Initial VF counter and number of required intervals

Patient

79-year-old man implanted with an Ilesto 7 HF-T triple-chamber ICD with ablation of the bundle of His for permanent atrial fibrillation, heart failure and multiple episodes of non-sustained VT.



Trace

Telemedicine tracing: 3 channels are available; the markers with the time intervals, the right ventricular sensing channel (RV) and the LV sensing channel (LV).

  1. biventricular pacing;
  2. ventricular doublet;
  3. VT detected in VF area;
  4. VF counter full (18/24);
  5. spontaneous termination and interruption of the charge;

Programmer tracing (identical episode): the 3 channels are the same as for the telecardiology tracing.

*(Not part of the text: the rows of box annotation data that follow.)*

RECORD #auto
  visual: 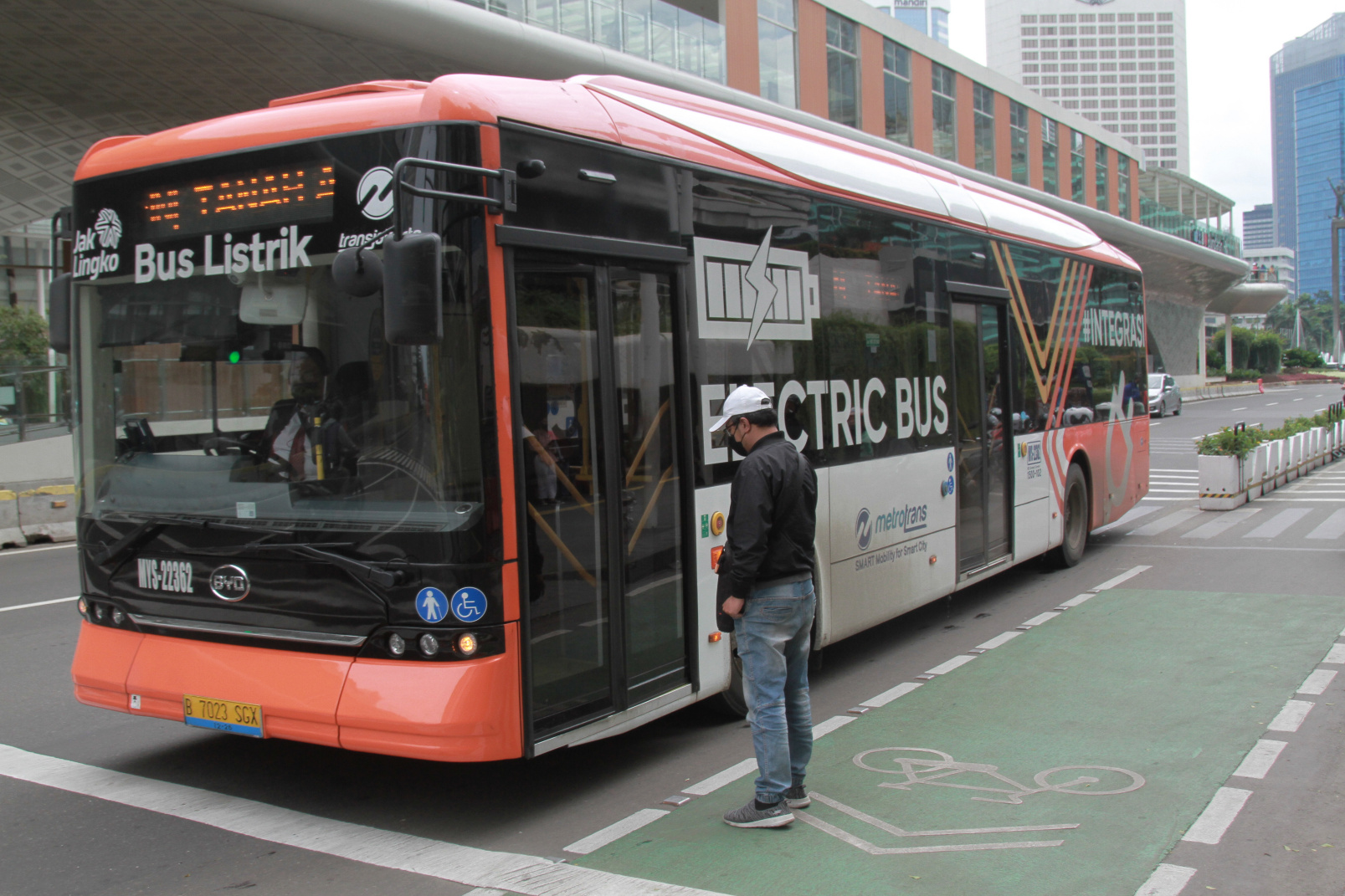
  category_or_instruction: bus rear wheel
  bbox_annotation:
[707,635,747,719]
[1050,464,1091,569]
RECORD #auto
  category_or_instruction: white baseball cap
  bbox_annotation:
[710,387,771,432]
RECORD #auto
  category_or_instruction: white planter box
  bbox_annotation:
[1197,455,1247,509]
[1243,443,1274,500]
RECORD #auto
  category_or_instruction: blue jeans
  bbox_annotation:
[733,578,818,803]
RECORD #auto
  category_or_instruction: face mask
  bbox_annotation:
[725,419,747,458]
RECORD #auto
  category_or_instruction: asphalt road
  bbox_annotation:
[0,387,1345,896]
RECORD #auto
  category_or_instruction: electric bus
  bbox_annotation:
[63,74,1148,761]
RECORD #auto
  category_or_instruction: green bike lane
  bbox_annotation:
[573,588,1345,896]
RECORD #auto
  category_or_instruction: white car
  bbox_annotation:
[1148,374,1181,417]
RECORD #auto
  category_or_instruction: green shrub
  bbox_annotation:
[1283,349,1327,369]
[1196,410,1340,458]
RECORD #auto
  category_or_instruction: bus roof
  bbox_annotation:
[75,74,1139,270]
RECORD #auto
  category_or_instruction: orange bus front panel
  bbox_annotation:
[126,635,351,747]
[336,623,523,761]
[70,622,146,713]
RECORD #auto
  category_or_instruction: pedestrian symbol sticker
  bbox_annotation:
[416,588,448,622]
[454,586,485,623]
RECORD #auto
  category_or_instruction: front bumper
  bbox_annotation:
[71,622,523,761]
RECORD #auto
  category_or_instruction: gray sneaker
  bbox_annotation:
[724,799,793,827]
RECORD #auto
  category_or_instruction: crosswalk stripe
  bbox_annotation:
[1183,507,1260,538]
[1307,509,1345,540]
[1130,509,1201,535]
[1243,507,1312,538]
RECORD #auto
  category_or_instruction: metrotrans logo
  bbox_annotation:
[854,504,929,550]
[694,228,819,347]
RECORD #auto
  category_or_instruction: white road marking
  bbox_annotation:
[1135,863,1196,896]
[0,595,80,613]
[1243,507,1312,538]
[1126,509,1201,535]
[813,716,858,740]
[565,808,669,856]
[0,540,78,560]
[0,744,726,896]
[1265,699,1317,733]
[682,756,757,796]
[860,681,922,708]
[1183,787,1252,847]
[1234,740,1289,777]
[1088,562,1157,591]
[1183,507,1260,538]
[926,654,975,675]
[1060,592,1097,607]
[1307,509,1345,540]
[1298,668,1336,697]
[977,627,1022,650]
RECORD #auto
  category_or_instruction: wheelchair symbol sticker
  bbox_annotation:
[416,588,448,623]
[452,586,485,623]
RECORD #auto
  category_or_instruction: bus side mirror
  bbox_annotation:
[383,233,444,346]
[47,273,74,356]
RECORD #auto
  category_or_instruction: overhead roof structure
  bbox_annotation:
[8,0,1248,308]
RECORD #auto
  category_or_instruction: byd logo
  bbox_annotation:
[210,564,252,602]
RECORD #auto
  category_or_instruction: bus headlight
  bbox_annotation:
[419,632,439,657]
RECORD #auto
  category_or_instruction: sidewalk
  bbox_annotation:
[574,589,1345,896]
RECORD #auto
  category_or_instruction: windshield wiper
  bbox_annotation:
[89,517,267,566]
[239,540,406,588]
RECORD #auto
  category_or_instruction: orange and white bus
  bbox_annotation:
[63,75,1148,761]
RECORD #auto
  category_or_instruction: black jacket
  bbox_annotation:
[725,432,818,600]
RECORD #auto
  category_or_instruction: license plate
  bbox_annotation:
[182,694,262,737]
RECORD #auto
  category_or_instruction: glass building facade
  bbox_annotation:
[971,84,995,173]
[827,9,860,128]
[929,62,957,161]
[463,0,726,84]
[757,0,799,109]
[1294,77,1345,294]
[1268,13,1345,251]
[882,39,911,146]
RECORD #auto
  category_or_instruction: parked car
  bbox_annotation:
[1148,374,1181,417]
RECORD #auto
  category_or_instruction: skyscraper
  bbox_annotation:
[1270,12,1345,271]
[986,0,1190,173]
[1243,202,1275,250]
[869,0,948,47]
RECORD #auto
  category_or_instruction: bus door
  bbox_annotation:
[948,284,1013,576]
[512,249,690,743]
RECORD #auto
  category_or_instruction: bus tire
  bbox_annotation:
[1050,464,1090,569]
[707,635,747,719]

  1. VF counter full and start of the capacitor charge;
  2. spontaneous termination of the arrhythmia after 29 intervals classified as VF;
  3. new episode;
  4. spontaneous termination after 25 intervals classified as VF;
  5. new episode;
  6. spontaneous termination after 22 intervals classified as VF;
  7. new episode;
  8. VF counter full; one-shot ATP, the intervals preceding diagnosis being stable;
  9. non-effective burst and spontaneous termination.

Comments

This patient presented multiple episodes of non-sustained ventricular tachycardias detected in the VF zone (VF counter unfilled) but also slightly longer episodes with charging of the capacitors and sometimes non-effective one-shot ATP with subsequent spontaneous termination. These therapies could therefore be considered as appropriate but also as avoidable or unnecessary, the arrhythmia being terminated spontaneously. The programming of the number of intervals required for the initial detection is crucial for the quality of life of the patient, for his/her prognosis as well as for the lifespan of the device. Indeed, programming 30/40 for the initial detection would allow in this patient:

  1. avoiding the repeated occurrence of capacitor charges with a significant impact on battery wear;
  2. possibly reducing, as seen on the previous tracing, the number of inappropriate therapies due to lead dysfunction;
  3. reducing the number of appropriate but avoidable therapies.

Associated with the programming of relatively high detection zones, this translates into primary prevention through a significant reduction in mortality. Treating an episode of malignant ventricular arrhythmia with electric shock remains the only option for achieving viable hemodynamics. On the other hand, the latest guidelines, based on all recent studies, suggest the need to avoid early and overly aggressive treatment of organized and slower ventricular arrhythmias. An electric shock can save a life but is associated with a deleterious effect of its own and should therefore be avoided whenever possible when spontaneous termination is possible or a less aggressive therapy can prove effective. It is therefore advisable

  1. not to systematically program too low treatment zones in primary prevention;
  2. extend the initial detection counters in the VT zone but also in the VF zone in order to avoid treating spontaneously terminating arrhythmia episodes (appropriate but avoidable therapies).

Likewise, it is desirable in this patient to avoid, as much as possible, the occurrence of bursts of antitachycardia pacing in the VF zone, which can prove to be, on the one hand, ineffective with moreover, a significant risk of accelerated progression of the arrhythmia into a very rapid rhythm disorder compromising the survival of the patient in the short term and requiring the delivery of one or more electrical shocks by the device.